A structured set of objections, weighed in public.

Desk editor's note, referee report, simulated authors' rebuttal, and a circularity audit. Tearing a paper down is the easy half of reading it; the pith above is the substance, this is the friction.

Referee Report

1 major / 1 minor

Summary. The manuscript introduces TokenHD, a pipeline for training token-level hallucination detectors on free-form LLM outputs.
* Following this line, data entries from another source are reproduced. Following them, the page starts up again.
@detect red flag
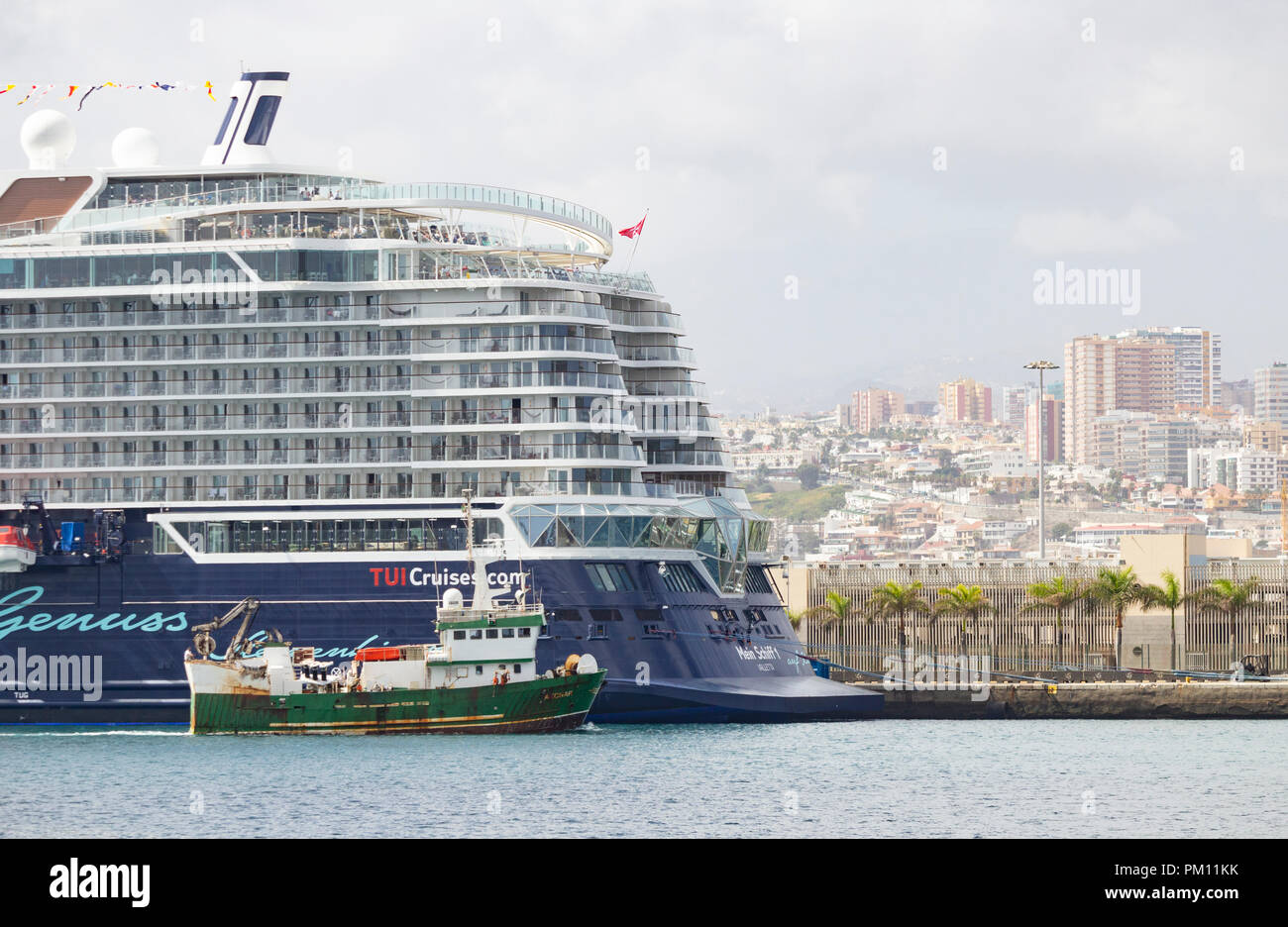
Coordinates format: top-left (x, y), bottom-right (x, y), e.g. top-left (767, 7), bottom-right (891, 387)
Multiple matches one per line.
top-left (617, 214), bottom-right (648, 239)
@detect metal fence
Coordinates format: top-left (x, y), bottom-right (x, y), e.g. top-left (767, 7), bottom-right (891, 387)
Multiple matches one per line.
top-left (803, 561), bottom-right (1117, 679)
top-left (1176, 559), bottom-right (1288, 673)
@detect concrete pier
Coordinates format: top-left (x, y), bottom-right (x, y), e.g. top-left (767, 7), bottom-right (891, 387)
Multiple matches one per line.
top-left (859, 679), bottom-right (1288, 718)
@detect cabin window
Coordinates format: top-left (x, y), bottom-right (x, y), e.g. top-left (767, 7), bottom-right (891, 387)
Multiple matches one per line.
top-left (587, 564), bottom-right (635, 592)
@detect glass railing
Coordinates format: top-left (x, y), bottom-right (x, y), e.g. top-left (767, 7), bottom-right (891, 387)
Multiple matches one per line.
top-left (8, 179), bottom-right (613, 245)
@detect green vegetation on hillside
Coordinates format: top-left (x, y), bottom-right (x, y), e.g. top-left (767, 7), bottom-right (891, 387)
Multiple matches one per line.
top-left (747, 484), bottom-right (845, 523)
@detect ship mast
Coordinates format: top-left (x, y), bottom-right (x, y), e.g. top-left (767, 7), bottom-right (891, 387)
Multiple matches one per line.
top-left (461, 489), bottom-right (474, 566)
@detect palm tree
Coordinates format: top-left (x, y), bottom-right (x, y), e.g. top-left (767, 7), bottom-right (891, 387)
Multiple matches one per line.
top-left (867, 579), bottom-right (930, 678)
top-left (1089, 566), bottom-right (1145, 669)
top-left (1020, 576), bottom-right (1089, 664)
top-left (935, 583), bottom-right (997, 654)
top-left (798, 591), bottom-right (854, 662)
top-left (1190, 576), bottom-right (1261, 661)
top-left (1141, 570), bottom-right (1193, 672)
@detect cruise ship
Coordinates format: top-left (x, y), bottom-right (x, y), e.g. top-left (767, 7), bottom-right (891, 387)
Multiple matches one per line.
top-left (0, 72), bottom-right (881, 724)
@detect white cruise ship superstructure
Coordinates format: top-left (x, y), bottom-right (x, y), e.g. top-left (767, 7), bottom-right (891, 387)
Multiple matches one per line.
top-left (0, 72), bottom-right (880, 722)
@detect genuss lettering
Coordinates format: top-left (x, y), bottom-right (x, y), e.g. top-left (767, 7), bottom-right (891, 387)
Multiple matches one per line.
top-left (0, 586), bottom-right (188, 640)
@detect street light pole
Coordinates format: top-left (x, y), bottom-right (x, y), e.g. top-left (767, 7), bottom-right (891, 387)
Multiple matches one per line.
top-left (1024, 360), bottom-right (1060, 561)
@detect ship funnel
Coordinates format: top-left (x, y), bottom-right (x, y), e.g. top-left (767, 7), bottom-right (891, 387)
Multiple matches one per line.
top-left (201, 71), bottom-right (291, 166)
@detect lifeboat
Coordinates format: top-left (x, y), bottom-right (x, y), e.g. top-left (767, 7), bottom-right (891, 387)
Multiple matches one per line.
top-left (0, 525), bottom-right (36, 573)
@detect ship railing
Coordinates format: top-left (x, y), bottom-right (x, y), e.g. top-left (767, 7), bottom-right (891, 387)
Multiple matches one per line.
top-left (438, 602), bottom-right (544, 625)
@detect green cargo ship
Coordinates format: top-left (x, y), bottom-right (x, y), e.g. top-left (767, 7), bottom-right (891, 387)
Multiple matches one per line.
top-left (184, 551), bottom-right (606, 734)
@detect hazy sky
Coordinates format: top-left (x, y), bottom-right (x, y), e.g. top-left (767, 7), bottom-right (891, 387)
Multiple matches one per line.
top-left (0, 0), bottom-right (1288, 411)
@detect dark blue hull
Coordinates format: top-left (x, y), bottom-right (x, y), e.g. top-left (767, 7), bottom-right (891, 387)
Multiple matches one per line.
top-left (0, 554), bottom-right (881, 724)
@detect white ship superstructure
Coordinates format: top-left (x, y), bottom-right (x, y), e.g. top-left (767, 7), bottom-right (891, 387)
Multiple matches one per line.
top-left (0, 72), bottom-right (880, 721)
top-left (0, 74), bottom-right (729, 507)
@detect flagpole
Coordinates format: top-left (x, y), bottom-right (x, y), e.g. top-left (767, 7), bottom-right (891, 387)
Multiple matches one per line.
top-left (622, 210), bottom-right (648, 277)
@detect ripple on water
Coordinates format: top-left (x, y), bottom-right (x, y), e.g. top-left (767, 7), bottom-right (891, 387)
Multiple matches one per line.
top-left (0, 721), bottom-right (1288, 837)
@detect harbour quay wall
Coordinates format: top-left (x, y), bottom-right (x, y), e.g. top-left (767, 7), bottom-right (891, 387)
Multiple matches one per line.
top-left (858, 679), bottom-right (1288, 720)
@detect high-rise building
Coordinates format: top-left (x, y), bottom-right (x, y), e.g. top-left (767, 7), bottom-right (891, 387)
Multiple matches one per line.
top-left (939, 377), bottom-right (993, 421)
top-left (850, 389), bottom-right (903, 434)
top-left (993, 383), bottom-right (1038, 428)
top-left (1221, 380), bottom-right (1254, 412)
top-left (1186, 447), bottom-right (1288, 494)
top-left (1243, 421), bottom-right (1284, 454)
top-left (1118, 326), bottom-right (1221, 408)
top-left (1087, 409), bottom-right (1198, 483)
top-left (1064, 335), bottom-right (1176, 464)
top-left (1024, 395), bottom-right (1064, 464)
top-left (1252, 363), bottom-right (1288, 425)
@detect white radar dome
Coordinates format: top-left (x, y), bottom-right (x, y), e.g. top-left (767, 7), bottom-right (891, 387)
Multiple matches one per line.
top-left (112, 129), bottom-right (161, 167)
top-left (18, 110), bottom-right (76, 170)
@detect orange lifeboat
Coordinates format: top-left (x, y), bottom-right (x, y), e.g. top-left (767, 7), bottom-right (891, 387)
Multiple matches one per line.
top-left (0, 525), bottom-right (36, 573)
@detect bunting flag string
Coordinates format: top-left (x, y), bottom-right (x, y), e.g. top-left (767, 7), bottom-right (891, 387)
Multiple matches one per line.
top-left (0, 81), bottom-right (218, 112)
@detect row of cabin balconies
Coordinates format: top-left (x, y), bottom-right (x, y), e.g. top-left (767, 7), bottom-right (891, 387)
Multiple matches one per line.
top-left (0, 336), bottom-right (412, 364)
top-left (0, 330), bottom-right (695, 365)
top-left (0, 409), bottom-right (411, 435)
top-left (0, 447), bottom-right (416, 470)
top-left (0, 376), bottom-right (413, 399)
top-left (0, 298), bottom-right (684, 335)
top-left (0, 304), bottom-right (380, 331)
top-left (0, 438), bottom-right (643, 470)
top-left (0, 472), bottom-right (685, 505)
top-left (0, 297), bottom-right (625, 331)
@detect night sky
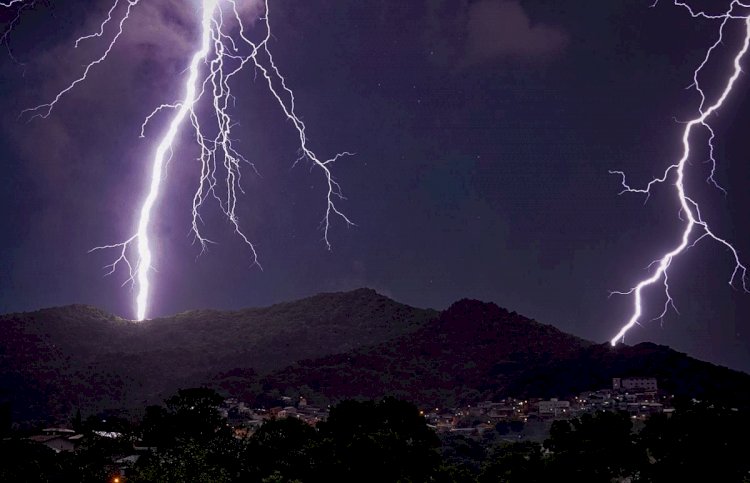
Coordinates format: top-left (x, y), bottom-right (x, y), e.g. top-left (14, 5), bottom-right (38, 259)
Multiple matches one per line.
top-left (0, 0), bottom-right (750, 371)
It consists of a scalable synthetic data engine to generate large-scale token-level hallucination annotations, combined with an importance-weighted training recipe, and a rigorous evaluation protocol. The central claims are that even a 0.6B-parameter detector trained via TokenHD substantially outperforms much larger reasoning models (e.g., QwQ-32B) on hallucination detection in reasoning-intensive tasks, that detection performance scales consistently with model size from 0.6B to 8B, and that the detector generalizes well across diverse practical scenarios.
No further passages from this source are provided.